Jane Smith, who is married to Joe Smith, inherits a farm. At this point, Jane has both an equitable interest and a spousal interest in the farm. Even though her husband Joe has not inherited the farm, he does have a spousal interest. Now, when Jane sells the farm, the title company will require that Joe sign the deed because of his spousal interest. The title company will issue the check to Jane because she is the only one who has an equitable interest. As long as Jane and Joe stay married, and both are mental and physically able to sign documents, all will be well, but divorce, illness, etc., have a way of upsetting the apple cart. For example:
In the mid-1900s, I met with two married sisters and their single brother. They had inherited 120 acres of land in Franklin County. On the day of the meeting, both husbands accompanied me during the land inspection. One bragged about his deer hunting experiences. Afterward, the sisters, the brother, and I sat down at the kitchen table while the husbands stayed in the living room. As I was explaining that the title company would require all spouses to sign the deed, a loud voice came from the living room. “I’m not signing a thing!” It was the deer-hunting spouse! There was dead silence, so I repeated my point. The response came back the other room: “If selling this farm depends on my signature, then it ain’t selling!” I thanked them for their time and left. During the following weeks, the other sister and her brother tried to reason with the brother-in-law. They even offered to sell their share to him, but he said no. Then, the next year, his wife died. Now, his spousal interest changed to an equitable interest. He was a one-third partner with his brother-in-law and sister-in-law. I doubt that this was the intent of their late parents.

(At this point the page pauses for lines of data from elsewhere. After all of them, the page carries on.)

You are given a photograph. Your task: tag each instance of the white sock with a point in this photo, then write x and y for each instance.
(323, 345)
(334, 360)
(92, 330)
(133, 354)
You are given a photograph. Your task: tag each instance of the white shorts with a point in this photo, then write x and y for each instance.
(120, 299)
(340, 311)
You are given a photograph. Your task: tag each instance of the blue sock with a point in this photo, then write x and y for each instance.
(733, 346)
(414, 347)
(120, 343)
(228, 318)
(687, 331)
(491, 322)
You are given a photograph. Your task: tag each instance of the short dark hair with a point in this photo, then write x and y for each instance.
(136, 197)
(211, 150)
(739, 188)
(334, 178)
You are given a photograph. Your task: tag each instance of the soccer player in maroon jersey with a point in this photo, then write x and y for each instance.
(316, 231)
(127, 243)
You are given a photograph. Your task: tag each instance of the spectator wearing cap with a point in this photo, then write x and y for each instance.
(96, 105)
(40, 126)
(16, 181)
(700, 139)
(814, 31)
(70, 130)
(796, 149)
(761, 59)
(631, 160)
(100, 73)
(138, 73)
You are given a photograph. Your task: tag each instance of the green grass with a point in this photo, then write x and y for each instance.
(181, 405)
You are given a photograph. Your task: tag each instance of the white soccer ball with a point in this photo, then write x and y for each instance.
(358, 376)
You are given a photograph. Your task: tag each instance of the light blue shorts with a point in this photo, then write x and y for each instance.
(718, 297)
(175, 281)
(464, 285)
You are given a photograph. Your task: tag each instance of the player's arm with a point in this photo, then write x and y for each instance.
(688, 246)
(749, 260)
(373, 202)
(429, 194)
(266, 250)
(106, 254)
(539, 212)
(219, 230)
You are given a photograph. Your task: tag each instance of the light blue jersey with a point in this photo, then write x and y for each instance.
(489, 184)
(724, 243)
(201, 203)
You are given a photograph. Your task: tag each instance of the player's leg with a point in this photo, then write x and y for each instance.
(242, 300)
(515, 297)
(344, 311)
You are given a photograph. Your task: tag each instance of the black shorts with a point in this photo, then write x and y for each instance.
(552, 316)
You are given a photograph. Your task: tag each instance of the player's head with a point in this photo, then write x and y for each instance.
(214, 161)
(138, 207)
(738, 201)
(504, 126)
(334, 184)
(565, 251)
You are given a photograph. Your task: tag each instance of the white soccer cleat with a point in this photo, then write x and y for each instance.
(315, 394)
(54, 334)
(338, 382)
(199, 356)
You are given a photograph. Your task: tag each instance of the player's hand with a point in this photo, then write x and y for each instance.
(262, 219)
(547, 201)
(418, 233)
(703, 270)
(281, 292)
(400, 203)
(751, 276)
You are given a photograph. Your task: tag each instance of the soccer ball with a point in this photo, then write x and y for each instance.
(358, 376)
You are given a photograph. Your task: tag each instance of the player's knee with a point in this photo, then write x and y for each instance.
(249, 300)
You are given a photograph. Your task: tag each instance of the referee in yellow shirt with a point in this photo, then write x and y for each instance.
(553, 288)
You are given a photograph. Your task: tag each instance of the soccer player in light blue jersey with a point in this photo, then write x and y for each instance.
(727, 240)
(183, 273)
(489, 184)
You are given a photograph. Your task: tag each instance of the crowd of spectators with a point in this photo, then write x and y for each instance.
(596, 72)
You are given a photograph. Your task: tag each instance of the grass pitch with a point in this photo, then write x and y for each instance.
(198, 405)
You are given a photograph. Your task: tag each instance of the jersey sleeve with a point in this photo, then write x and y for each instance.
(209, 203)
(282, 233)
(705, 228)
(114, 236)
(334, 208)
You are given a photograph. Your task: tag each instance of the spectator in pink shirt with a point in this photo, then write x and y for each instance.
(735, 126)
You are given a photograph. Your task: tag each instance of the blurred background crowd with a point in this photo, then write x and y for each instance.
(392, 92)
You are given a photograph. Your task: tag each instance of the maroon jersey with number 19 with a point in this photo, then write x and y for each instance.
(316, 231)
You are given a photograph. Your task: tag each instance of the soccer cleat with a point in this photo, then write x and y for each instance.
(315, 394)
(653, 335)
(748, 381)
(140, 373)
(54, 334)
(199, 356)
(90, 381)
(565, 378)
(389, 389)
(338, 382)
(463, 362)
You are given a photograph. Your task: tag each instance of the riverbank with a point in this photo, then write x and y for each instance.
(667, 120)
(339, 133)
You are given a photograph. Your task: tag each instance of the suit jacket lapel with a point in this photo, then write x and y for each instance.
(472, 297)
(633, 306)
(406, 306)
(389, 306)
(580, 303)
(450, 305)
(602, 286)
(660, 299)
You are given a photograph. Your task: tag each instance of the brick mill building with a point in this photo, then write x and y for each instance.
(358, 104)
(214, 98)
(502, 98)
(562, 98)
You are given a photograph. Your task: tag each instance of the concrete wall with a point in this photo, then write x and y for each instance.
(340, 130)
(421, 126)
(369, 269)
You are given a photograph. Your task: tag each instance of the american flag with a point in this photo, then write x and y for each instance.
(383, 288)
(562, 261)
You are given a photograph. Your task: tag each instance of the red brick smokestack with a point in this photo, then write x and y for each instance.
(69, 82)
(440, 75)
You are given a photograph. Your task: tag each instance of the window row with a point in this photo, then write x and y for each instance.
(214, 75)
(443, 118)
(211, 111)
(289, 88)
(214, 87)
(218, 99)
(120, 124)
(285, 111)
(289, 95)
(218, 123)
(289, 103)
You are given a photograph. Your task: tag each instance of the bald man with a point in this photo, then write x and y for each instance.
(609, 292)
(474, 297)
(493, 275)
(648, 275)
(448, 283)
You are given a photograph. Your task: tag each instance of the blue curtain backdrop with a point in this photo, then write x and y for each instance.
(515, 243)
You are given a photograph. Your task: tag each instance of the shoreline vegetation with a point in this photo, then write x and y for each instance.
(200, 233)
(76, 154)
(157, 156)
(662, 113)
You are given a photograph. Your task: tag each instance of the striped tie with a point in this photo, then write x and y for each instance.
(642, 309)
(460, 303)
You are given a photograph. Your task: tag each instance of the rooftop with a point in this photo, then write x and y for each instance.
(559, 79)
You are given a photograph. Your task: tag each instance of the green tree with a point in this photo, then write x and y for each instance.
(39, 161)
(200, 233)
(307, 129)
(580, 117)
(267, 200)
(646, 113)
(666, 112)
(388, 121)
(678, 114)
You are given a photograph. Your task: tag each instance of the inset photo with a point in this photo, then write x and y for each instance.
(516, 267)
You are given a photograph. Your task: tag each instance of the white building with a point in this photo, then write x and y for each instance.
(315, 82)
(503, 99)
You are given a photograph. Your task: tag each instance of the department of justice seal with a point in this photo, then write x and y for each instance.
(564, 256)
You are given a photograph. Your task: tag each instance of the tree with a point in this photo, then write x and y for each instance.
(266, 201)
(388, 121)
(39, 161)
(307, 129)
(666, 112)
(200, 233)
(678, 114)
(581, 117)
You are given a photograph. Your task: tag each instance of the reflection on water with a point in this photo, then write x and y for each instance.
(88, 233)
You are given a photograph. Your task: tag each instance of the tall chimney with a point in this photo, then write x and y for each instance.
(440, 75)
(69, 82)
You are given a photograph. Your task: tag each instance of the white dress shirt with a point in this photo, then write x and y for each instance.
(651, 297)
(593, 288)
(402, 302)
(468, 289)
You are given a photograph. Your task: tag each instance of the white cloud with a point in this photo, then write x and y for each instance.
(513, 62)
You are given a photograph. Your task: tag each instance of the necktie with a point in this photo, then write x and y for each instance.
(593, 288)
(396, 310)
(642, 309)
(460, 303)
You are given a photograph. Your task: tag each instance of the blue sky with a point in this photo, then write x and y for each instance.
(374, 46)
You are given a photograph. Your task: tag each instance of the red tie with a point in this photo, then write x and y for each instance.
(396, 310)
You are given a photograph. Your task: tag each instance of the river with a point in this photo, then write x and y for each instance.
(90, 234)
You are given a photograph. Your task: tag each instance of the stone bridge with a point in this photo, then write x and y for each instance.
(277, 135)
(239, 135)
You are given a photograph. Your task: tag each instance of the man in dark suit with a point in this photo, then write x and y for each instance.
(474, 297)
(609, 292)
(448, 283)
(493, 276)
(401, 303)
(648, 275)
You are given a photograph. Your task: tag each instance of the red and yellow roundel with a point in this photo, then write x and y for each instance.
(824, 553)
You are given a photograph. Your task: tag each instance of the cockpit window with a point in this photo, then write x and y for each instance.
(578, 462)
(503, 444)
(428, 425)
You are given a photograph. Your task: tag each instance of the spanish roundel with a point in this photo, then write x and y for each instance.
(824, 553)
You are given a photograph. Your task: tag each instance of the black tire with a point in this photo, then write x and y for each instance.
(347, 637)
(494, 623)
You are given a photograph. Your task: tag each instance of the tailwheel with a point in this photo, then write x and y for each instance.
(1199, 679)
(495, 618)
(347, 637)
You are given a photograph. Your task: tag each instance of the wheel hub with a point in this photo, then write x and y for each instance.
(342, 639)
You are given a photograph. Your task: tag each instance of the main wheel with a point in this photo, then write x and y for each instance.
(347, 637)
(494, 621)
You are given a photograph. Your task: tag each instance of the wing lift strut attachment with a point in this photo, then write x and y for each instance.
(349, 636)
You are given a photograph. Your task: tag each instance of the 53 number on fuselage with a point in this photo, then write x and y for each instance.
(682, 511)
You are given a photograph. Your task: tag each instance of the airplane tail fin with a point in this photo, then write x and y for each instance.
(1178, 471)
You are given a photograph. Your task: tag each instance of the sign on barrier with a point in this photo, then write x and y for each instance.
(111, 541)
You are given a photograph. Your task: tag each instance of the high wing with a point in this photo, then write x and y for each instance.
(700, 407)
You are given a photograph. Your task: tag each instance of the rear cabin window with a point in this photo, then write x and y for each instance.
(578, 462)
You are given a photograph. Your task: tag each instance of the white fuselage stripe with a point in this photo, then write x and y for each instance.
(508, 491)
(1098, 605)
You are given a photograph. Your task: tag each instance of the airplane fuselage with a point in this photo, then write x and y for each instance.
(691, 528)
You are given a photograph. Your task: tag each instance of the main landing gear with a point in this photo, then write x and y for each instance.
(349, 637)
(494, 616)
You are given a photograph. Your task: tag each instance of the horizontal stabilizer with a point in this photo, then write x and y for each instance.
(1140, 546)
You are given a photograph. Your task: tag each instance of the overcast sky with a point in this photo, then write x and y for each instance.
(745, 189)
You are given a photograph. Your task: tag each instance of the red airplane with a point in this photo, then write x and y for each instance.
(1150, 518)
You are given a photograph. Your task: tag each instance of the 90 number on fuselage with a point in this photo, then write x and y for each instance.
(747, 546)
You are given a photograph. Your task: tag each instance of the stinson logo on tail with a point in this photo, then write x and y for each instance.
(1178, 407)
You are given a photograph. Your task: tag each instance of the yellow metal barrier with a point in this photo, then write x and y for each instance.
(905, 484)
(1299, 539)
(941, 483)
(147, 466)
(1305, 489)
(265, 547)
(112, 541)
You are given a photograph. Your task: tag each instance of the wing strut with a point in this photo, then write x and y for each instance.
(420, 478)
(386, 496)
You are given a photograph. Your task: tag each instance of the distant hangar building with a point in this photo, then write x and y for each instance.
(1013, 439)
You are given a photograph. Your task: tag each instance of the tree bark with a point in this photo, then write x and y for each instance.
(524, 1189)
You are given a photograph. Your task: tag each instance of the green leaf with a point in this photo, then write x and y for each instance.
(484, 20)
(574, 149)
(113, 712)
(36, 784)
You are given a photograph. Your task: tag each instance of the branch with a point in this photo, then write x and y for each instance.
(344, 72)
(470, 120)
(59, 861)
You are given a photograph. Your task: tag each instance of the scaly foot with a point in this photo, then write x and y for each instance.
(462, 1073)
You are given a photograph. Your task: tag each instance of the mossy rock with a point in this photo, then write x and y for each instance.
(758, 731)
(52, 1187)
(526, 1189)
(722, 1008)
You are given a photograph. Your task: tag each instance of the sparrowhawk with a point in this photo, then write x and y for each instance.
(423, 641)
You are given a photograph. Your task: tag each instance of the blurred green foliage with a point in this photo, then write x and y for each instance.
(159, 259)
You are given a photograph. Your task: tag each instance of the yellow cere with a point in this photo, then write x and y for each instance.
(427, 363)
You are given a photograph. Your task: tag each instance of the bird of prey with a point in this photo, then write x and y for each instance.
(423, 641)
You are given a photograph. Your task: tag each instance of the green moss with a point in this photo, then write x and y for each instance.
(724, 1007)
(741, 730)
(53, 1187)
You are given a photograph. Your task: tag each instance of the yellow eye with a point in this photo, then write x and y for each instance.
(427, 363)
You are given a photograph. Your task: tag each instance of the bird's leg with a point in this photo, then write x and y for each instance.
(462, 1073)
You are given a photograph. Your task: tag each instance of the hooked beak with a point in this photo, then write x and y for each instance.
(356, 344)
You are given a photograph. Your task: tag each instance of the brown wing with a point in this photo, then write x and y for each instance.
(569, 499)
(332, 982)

Many years ago, I represented two brothers and their sister, who had inherited land in Lincoln County. All three were married. The sister was in the advanced stages of Alzheimer’s and was not physically or mentally able to conduct business. Her husband told me that before she became ill, they had prepared a trust that would allow him to sell their real estate without her signature. All seemed in order until a week after we had successfully negotiated a sale contract to sell the land. The title company called. There was a problem!
After their attorney had prepared the trust, the sister and her husband failed to deed their ownership interest in this land into the trust. This meant that the title company would require the signatures of both she and her husband before the property could be sold. However, since the wife was unable to sign, the sale was put on hold. Fortunately, another title company with whom I had known for years came up with a creative solution and the sale closed a few weeks later. If not for this title company, the sale would have collapsed and the ownership would had to have been resolved by the courts.
In the late 1980s, I sold a Warren County farm that had been inherited by ten children. After ten children and nine spouses signed the contract, one of the heirs told me he was getting a divorce and his wife would not sign the deed until she was guaranteed 50% of his inheritance. He argued that this was his inheritance and not hers. He was right. He had the equitable interest, and she had only a spousal interest, but she and her lawyer saw it differently. The closing was delayed. After weeks of haggling and considerable pressure from his siblings, the husband agreed to her demands. However, the wife wanted the money before she would sign the deed and the title company would not give her a check until the deed was signed. The title company came up with the solution.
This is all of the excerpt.